Emaar Misr, a subsidiary of Emaar Properties, plans to develop 10 hotels with about 3,000 rooms in Egypt’s North Coast region, with an investment of EGP 26.3bn, according to Alabbar.

$17.4bn in tourism revenues by 2027

A report by Fitch Solutions Research Unit projected that Egypt’s tourism sector would benefit from an increase in arrivals in 2023, reaching 13.1 million, up by 11.6% year-on-year from 11.7 million in 2022. The report also estimated that tourism revenues would reach $17.4bn in 2027.

Mohamed Ayyad, the non-executive chairperson of Prime Holding Company for Financial Investments, said that the tourism sector was witnessing unprecedented demand from foreign investors, and anticipated a great boom in investments in the sector in the coming years.

He told Daily News Egypt that hotel occupancy rates would reach their highest levels after achieving record highs in the first half of this year, due to several factors, such as the currency devaluation and the improved infrastructure. He added that the end of the pandemic and the enhancement of Egypt’s security situation abroad contributed greatly to the increase in tourist numbers.

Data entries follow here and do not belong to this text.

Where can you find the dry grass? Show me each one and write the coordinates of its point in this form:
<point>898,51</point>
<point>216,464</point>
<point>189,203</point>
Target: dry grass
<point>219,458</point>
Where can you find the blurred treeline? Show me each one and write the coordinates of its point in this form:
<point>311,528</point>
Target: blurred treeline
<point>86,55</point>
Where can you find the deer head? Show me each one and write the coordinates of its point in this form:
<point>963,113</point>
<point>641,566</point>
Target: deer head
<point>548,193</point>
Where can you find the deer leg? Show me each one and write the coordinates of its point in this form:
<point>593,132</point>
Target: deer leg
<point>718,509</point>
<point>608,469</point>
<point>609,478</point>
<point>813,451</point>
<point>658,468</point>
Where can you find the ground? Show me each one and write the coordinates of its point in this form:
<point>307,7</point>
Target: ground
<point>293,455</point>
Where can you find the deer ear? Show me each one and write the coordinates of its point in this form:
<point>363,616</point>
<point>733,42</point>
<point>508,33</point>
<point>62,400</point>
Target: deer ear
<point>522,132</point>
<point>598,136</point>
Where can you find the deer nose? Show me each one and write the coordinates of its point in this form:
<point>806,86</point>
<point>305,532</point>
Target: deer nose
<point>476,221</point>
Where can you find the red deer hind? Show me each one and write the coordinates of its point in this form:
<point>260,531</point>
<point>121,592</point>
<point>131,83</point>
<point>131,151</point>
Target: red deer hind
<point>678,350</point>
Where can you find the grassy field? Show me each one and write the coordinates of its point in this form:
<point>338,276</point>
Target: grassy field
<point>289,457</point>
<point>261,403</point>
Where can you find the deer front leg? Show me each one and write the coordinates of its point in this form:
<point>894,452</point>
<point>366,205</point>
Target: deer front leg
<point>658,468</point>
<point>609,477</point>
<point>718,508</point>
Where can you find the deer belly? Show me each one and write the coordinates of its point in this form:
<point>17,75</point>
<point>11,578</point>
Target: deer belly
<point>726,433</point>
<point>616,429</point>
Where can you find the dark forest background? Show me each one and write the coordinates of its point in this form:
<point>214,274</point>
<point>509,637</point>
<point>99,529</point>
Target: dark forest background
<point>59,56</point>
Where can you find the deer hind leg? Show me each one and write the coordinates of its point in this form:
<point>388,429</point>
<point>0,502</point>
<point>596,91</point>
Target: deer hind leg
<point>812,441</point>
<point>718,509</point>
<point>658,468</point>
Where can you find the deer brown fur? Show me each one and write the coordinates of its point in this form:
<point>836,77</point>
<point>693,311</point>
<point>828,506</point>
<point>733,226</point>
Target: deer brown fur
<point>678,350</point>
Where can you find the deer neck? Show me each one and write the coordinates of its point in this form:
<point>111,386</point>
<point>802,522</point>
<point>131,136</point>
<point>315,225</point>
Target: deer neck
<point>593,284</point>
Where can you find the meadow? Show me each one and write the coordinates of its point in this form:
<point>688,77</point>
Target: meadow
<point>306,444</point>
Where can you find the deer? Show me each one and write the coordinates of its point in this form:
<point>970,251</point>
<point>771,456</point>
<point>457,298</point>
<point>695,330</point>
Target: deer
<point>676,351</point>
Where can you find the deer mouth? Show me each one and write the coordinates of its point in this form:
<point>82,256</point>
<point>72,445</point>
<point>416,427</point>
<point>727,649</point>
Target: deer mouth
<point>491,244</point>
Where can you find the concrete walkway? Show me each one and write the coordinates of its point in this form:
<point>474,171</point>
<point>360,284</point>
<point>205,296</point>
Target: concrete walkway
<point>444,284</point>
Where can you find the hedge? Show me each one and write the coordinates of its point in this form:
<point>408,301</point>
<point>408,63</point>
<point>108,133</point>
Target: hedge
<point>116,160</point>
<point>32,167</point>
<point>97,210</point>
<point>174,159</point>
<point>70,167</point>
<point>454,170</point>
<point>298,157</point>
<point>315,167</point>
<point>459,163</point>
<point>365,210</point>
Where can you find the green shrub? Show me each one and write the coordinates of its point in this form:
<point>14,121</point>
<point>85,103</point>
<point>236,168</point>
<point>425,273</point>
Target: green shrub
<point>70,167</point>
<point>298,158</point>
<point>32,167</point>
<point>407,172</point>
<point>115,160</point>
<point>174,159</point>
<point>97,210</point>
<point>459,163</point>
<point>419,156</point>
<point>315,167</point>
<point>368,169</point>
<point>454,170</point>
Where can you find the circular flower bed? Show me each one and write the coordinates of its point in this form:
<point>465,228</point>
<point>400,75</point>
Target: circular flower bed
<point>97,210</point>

According to Fitch Solutions, the average occupancy rates in hotels reached about 80% in the first half of 2023, with Hurghada hotels topping the list with about 100% occupancy in April, followed by Cairo with about 80% to 85%.

High hotel occupancy rates

Mostafa Shafie, the head of the research department at Arabeya Online, said that the occupancy rates would likely increase further, especially in the winter season, when Egypt usually receives more tourists. He said that the currency devaluation and the diversity of tourist attractions in Egypt were favorable factors for the sector.

Shafie also said that the tourism sector had a positive impact on the companies operating in it or having subsidiaries in it. He cited Orascom Development Egypt as an example, which achieved strong growth in profits and revenues from its tourism investment arm by more than 118% and 5.4%, respectively.

A research note by Arabeya Online attributed the increase in Orascom Development’s revenues by 62.2% to the growth of the hotel sector, which was supported by the recovery of the tourism movement to its pre-pandemic levels, as well as the increase in the average room prices.

Maryam Al-Saadani, a real estate sector analyst at HC Securities, stated that Orascom’s hotel sector directly benefited from the strong tourist season this year, as tourism revenues contributed 32% to its revenues in the first quarter of 2023, higher than 28% in the same quarter last year.

She projected that Orascom’s tourism sector revenues would grow by 28% annually for four years and that its average profit margin would reach 30% during that period. She also suggested that Orascom would increase its real estate selling prices, hotel room prices, and rental prices to maintain its profitability amid inflationary pressures.